OK, so this dash through recent marketing history identifies one of the main factors behind the lurch towards emotion in mass-media advertising and its unintended negative consequences. In the case of the epidemic of obesity, most obviously, capturing children’s attention with emotional exhortations to consume high-calorie snacks, helped to tip the balance against self-restraint. It also created the necessity, and the means, for brands to ride out public health concerns, for fear of losing billions of dollars of trapped brand equity. But even in the knowledge of this dire consequence, it’s still difficult to say who did anything wrong and, more importantly, what can be done about it now.
To address this let’s take the case of two commercials for the same product being researched among consumers; one informing them of a substantive benefit, the other content to create an arbitrary positive emotional association. And assume that research shows the second execution to be more memorable and engaging and likelier to increase respondents’ propensity to consume. Allowing that in these circumstances this increase in projected demand can only be attributable to exposure to the (emotional) advertising, what is research actually measuring here? Bearing in mind the product is the same in each case, and the emotional execution makes no attempt to convey any functional advantage, this increase in demand can only be the result of a change in the emotional disposition of the consumer to the product, or, as I would say, to an increase in emotional utility created by the advertising itself.

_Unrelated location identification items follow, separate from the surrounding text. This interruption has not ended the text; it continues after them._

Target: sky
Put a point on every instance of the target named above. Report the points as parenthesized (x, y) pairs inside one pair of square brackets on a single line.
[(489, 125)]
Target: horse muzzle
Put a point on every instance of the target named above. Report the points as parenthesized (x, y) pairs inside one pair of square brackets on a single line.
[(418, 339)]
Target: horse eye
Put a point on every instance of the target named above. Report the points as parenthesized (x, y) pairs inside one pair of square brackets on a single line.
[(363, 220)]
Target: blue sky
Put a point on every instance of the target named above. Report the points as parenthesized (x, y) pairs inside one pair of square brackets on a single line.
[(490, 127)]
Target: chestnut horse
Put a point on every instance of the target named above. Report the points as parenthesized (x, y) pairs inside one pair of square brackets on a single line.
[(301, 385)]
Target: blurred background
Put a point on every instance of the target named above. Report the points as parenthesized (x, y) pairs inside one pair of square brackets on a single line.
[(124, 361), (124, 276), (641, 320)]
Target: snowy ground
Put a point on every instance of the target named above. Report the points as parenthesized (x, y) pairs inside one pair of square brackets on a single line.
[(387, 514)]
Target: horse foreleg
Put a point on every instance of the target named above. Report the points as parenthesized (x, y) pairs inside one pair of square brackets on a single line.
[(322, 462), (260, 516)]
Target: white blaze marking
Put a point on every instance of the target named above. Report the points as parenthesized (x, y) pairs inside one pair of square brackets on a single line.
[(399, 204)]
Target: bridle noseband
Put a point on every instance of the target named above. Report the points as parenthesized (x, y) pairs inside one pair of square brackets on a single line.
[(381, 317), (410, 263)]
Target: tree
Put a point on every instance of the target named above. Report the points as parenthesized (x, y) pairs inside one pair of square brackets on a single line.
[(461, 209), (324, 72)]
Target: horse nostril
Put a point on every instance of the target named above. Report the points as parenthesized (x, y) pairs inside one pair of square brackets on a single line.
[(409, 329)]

But with only an orthodox monolithic conception of utility to work with Planners, in common with everybody else, were constrained to interpret this uplift as a straightforward increase in potential demand which it was their duty to maximise. Although the campaigns they were testing were now exclusively concerned with maintaining emotional connections with consumers, the marketing community nevertheless interpreted the increased sales that resulted as rationally motivated, and so consistent with the standard economic model.
The incoherence of this position may seem obvious now, but remember that at the point at which products first became brands there didn’t seem to be a great deal at stake in this confusion because, initially at least, emotional utility was a mere adjunct of functional utility. The fact that this created the potential for emotional dissonance to occur in future was a theoretical issue. And the misgivings of copywriters like me were easily dismissed as special pleading, because our more old-fashioned ‘product orientated’ approach was losing out in research.
Account Planners, in contrast, had no vested interest in any particular creative execution emotive or informative – they were doggedly ‘blind’ watchmakers; honest brokers simply ensuring the consumer’s voice was heard. They didn’t put their thumbs on the scale because they didn’t need to. And when the increasingly hysterical campaigns they helped to validate duly resulted in genuine sales, there didn’t seem to be a case to answer.
There surely is now. Now that ‘the nation’s health challenges have reached historic proportions!’ Calorific processed foods may still be promoting themselves with ever more joyful exhortations to consume – but they are doing against a background of an epidemic of ill-health, much of it caused by obesity and diabetes. Indeed, go figure, every dysfunctional market category is dominated by emotionally dissonant brands incongruously celebrating self-defeating consumer behaviour. The same toxic triptych of studied ignorance – account team, planner, creative - the same milking-stool of doom, is still hard at work churning out ‘feel-good’ campaigns not just for processed foods, but for gambling websites and credit cards and even political parties[2]; for everything, in short, that leaves us feeling, well, bad.
[1] Our greatest asset: The final report of the IPPR Commission on Health and Prosperity | IPPR
[2] More commonly political campaigning attempts to saddle opposition parties with negative emotional associations. See my second post for details.